FCC’s new repeal allows Corporations to Control the Internet

Federal Communications Commission Chairman Ajit Pai released a statement revealing plans to end net neutrality regulations, allowing internet service provider companies to control and charge content to users.

Pai is repealing a decision created during the Obama administration that prohibited ISPs or internet service providers from intentionally stopping or slowing down the internet to users. The decision also prohibited providers from charging extra fees for other services.

Pai acknowledged the decision of net neutrality was what made our internet differ from the rest of the world, but now he says “that decision was a mistake.”

“Under my proposal, the federal government will stop micromanaging the Internet. Instead, the FCC would simply require Internet service providers to be transparent about their practices so that consumers can buy the service plan that’s best for them and entrepreneurs and other small businesses can have the technical information they need to innovate.” said Pai.
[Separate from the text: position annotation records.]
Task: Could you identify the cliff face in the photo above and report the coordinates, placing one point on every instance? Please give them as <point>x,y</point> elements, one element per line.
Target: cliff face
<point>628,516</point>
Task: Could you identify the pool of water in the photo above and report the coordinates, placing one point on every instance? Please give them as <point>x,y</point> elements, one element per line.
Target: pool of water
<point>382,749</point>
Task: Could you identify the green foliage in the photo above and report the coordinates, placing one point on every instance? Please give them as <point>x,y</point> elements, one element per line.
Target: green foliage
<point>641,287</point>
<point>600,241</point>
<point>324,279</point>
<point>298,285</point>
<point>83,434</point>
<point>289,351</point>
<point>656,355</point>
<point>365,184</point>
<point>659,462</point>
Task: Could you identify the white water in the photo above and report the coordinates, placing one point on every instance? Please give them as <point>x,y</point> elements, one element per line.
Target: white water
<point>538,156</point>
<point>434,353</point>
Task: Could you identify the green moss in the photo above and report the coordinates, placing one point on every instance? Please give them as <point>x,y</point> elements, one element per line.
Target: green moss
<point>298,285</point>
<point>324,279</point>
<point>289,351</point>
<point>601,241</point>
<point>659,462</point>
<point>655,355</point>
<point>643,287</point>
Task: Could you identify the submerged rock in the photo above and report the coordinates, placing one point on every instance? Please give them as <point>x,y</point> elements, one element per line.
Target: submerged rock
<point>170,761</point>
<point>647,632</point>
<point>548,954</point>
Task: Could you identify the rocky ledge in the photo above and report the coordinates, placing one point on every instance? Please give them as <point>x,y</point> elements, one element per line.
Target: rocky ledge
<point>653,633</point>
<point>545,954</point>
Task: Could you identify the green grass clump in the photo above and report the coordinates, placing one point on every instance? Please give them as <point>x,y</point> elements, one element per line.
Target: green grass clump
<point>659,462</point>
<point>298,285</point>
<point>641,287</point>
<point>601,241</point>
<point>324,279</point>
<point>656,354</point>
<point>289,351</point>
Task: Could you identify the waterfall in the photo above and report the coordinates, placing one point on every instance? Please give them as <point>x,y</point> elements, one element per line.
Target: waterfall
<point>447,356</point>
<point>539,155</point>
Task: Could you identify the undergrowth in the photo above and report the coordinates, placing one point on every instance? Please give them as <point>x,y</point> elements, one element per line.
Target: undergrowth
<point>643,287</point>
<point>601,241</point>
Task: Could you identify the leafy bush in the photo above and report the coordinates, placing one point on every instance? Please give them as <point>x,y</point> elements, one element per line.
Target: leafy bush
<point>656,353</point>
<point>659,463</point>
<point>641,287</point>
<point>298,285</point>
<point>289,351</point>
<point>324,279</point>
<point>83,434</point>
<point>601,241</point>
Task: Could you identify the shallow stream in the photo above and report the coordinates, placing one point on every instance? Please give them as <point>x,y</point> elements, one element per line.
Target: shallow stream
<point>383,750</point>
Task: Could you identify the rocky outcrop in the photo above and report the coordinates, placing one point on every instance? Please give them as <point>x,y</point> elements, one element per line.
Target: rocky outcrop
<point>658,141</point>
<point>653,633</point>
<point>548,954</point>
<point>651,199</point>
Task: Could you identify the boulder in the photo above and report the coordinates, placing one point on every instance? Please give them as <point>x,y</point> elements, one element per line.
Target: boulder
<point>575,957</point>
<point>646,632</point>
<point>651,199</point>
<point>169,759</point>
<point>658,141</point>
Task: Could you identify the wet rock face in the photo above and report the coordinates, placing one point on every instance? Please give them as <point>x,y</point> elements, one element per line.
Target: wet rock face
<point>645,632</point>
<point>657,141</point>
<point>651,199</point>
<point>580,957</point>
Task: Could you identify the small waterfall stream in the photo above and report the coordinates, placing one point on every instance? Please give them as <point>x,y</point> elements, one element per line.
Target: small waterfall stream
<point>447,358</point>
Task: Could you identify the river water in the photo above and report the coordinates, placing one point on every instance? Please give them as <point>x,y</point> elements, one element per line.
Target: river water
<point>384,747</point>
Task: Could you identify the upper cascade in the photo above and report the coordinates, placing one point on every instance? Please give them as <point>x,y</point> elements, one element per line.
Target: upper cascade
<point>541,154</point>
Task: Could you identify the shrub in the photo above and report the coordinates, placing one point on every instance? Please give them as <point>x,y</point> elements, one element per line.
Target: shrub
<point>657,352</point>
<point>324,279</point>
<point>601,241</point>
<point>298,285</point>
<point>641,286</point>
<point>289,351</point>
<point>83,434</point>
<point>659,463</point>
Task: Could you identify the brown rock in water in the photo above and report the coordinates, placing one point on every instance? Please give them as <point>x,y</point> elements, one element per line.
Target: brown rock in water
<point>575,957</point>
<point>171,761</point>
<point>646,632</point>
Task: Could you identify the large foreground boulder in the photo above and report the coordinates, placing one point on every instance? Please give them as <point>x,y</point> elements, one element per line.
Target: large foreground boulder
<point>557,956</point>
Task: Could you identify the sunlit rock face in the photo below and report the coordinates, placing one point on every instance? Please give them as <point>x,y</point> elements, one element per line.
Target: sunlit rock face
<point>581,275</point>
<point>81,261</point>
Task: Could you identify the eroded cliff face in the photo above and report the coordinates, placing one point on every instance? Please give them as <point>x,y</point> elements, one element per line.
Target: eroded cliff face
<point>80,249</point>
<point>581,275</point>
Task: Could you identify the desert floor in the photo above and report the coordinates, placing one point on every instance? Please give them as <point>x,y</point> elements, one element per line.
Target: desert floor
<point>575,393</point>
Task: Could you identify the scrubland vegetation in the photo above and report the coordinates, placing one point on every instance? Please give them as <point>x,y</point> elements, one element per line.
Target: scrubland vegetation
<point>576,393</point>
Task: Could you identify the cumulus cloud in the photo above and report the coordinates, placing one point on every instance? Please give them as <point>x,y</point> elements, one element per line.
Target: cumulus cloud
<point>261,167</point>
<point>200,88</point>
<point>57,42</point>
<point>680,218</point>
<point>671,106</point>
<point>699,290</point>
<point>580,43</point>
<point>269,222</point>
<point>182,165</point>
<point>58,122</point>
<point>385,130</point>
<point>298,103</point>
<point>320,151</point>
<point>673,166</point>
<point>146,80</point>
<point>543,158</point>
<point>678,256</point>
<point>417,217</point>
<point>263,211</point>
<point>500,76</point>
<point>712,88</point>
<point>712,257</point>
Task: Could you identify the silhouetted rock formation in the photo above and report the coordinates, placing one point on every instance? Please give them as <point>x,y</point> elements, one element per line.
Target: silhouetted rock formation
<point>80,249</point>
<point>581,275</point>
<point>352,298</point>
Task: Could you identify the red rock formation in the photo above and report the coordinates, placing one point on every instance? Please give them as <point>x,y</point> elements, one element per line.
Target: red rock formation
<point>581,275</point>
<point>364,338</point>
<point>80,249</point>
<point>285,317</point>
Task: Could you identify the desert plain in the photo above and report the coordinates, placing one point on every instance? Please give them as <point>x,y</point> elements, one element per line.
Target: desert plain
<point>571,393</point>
The FCC’s decision will now give corporations control over the Internet. Companies such as Comcast (NASDAQ: CMCSA), AT&T (NYSE: T), and Verizon (NYSE: VZ) will have full control of their service. Comcast alone provides nearly 110 million users internet, nearly a third of the country.

Now, if net neutrality is repealed, ISPs will be able to slow down or block websites for users, but also speed up services for users who pay more as long as it is disclosed to consumers.
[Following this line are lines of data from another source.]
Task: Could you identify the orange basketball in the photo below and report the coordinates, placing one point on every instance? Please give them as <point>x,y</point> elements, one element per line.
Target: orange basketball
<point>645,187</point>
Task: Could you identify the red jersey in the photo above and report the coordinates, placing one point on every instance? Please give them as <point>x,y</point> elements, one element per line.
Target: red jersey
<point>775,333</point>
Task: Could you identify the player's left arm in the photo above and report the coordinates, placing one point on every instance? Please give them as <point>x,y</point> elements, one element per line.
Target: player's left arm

This also raises concern for tech giants such as Facebook, Amazon, Netflix, and Google, whose services heavily revolve around internet access. The giants fear that if ISPs will impact them negatively drawing in lesser revenue per user/click.

“We are disappointed that proposal announced today by the F.C.C. fails to maintain the strong net neutrality protections that will ensure the internet remains open for everyone,” said Eric Egan, Facebook’s Vice President.
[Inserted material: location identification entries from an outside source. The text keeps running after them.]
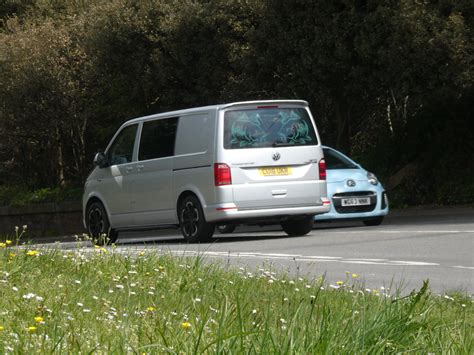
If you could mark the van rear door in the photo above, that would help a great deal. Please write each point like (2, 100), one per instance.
(273, 152)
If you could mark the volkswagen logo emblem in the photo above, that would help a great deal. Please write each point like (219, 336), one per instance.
(351, 183)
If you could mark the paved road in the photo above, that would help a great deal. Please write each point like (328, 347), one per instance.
(409, 247)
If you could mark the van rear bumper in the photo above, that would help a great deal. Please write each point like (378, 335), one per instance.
(228, 212)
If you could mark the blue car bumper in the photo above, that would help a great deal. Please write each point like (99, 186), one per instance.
(338, 191)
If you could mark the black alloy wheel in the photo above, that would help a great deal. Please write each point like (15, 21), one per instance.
(192, 222)
(98, 225)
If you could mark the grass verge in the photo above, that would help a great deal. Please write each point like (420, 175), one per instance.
(101, 301)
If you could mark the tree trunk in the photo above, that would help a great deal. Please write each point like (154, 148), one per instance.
(342, 126)
(60, 162)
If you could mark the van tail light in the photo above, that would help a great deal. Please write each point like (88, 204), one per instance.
(222, 174)
(322, 169)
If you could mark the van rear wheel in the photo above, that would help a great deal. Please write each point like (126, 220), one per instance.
(192, 222)
(298, 227)
(98, 225)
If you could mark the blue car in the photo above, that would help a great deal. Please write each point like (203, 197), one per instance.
(354, 192)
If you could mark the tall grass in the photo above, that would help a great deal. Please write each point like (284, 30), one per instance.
(98, 300)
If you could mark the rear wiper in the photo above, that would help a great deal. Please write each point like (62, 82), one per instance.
(281, 144)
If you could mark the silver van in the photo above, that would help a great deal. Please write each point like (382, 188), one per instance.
(255, 162)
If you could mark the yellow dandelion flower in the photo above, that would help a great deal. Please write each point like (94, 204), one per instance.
(185, 325)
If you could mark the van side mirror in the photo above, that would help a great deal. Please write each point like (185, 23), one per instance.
(100, 160)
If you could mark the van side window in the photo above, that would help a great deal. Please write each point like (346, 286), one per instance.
(121, 150)
(158, 137)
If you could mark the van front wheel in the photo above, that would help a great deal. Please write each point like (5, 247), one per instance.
(192, 222)
(298, 227)
(98, 225)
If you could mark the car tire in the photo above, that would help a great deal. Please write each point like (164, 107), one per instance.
(298, 227)
(98, 225)
(192, 221)
(226, 228)
(373, 222)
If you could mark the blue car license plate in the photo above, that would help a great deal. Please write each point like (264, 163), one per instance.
(355, 201)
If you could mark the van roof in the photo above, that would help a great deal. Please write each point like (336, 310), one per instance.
(219, 107)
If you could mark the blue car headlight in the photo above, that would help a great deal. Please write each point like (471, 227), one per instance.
(372, 178)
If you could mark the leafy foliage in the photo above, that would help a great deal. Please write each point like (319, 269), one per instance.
(388, 82)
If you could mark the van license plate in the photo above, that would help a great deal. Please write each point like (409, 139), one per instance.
(355, 201)
(275, 171)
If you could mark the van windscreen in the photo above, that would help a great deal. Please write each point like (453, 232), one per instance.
(268, 127)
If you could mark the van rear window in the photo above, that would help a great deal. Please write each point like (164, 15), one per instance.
(268, 127)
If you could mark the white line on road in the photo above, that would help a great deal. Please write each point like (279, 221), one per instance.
(364, 231)
(298, 257)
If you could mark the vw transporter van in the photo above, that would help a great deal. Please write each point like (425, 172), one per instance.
(255, 162)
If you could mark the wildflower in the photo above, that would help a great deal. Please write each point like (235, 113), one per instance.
(185, 325)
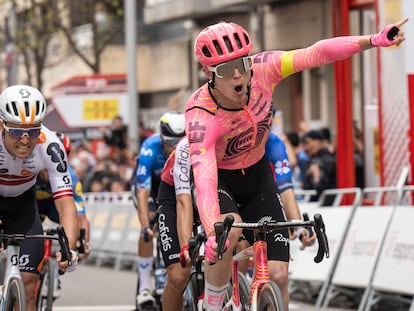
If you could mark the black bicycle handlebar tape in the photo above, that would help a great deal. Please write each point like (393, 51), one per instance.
(323, 247)
(222, 237)
(192, 243)
(306, 218)
(82, 241)
(392, 33)
(64, 247)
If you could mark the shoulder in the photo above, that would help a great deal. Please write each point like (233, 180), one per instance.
(201, 100)
(152, 142)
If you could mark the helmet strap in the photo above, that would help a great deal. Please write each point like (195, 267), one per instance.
(211, 83)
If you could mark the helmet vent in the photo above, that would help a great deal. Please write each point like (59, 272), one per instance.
(247, 39)
(206, 51)
(37, 107)
(15, 111)
(218, 47)
(237, 38)
(26, 108)
(228, 44)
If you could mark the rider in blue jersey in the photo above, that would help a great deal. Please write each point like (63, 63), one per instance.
(152, 156)
(277, 156)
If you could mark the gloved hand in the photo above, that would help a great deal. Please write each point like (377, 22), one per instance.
(74, 264)
(183, 258)
(391, 35)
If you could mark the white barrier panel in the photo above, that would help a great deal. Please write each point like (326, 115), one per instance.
(395, 269)
(308, 207)
(362, 246)
(303, 268)
(114, 227)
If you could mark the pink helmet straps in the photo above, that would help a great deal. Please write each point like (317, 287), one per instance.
(222, 42)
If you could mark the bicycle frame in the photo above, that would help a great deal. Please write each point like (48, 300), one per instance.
(11, 253)
(260, 269)
(259, 251)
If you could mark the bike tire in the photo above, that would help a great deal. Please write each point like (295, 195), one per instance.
(270, 298)
(15, 296)
(244, 291)
(193, 290)
(46, 283)
(188, 303)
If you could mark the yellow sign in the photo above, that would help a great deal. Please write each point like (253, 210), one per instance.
(392, 11)
(100, 109)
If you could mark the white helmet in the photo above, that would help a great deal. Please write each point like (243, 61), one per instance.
(22, 104)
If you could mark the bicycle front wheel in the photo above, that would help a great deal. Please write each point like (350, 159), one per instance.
(244, 291)
(270, 298)
(15, 297)
(44, 297)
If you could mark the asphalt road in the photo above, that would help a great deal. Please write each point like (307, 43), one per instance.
(91, 288)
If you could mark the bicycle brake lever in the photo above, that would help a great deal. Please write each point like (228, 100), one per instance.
(64, 246)
(323, 246)
(192, 243)
(219, 229)
(221, 239)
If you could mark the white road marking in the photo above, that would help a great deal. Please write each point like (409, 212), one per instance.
(94, 308)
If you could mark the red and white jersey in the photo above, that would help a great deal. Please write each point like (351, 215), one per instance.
(19, 175)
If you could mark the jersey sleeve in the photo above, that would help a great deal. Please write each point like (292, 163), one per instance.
(274, 66)
(201, 132)
(145, 164)
(182, 168)
(77, 193)
(55, 162)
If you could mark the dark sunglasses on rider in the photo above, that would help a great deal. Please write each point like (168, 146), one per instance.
(226, 70)
(17, 132)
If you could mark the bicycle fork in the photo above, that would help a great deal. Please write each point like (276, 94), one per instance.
(234, 302)
(260, 272)
(12, 269)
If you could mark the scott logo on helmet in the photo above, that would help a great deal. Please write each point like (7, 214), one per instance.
(25, 93)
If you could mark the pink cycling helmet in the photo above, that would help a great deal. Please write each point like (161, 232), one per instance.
(222, 42)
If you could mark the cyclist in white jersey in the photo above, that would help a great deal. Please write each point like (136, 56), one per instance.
(26, 148)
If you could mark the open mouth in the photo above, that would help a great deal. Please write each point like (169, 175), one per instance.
(238, 88)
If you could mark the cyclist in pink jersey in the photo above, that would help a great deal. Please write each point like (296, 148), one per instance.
(227, 124)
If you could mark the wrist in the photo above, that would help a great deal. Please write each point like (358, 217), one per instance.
(184, 248)
(370, 41)
(299, 232)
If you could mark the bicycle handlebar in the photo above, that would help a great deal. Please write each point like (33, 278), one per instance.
(194, 244)
(222, 230)
(49, 234)
(268, 226)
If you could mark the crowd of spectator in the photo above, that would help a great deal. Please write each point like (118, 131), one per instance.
(312, 155)
(109, 170)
Small companies also say that the FCC’s decision will hurt their businesses. Many smaller companies revolve around the Internet to be able to expand its services and promote itself, but ISPs can also halt or slow down that.

Pai even acknowledged in a Fox News interview that this decision could change internet access.

"In some cases, you can imagine that kind of arrangement being pro-competitive, being good for start-ups and consumers. And in other cases it might not be so worthwhile. And that’s exactly why the Federal Trade Commission is the better agency to investigate it," he said, “"They have a long tradition of investigating anti-competitive.”

Many people view the FCC’s unjust by revoking their access to the internet, but Republicans argue that ending net neutrality will create a stronger economic growth for business.

“You may struggle to access online content you currently enjoy, and you may find that infuriating, but for the GOP, you’re supposed to take comfort in the fact that you’re “facilitating economic empowerment,” said Steve Benen from MSNBC.

The FCC will have a meeting and vote on the proposed repeal on December 14.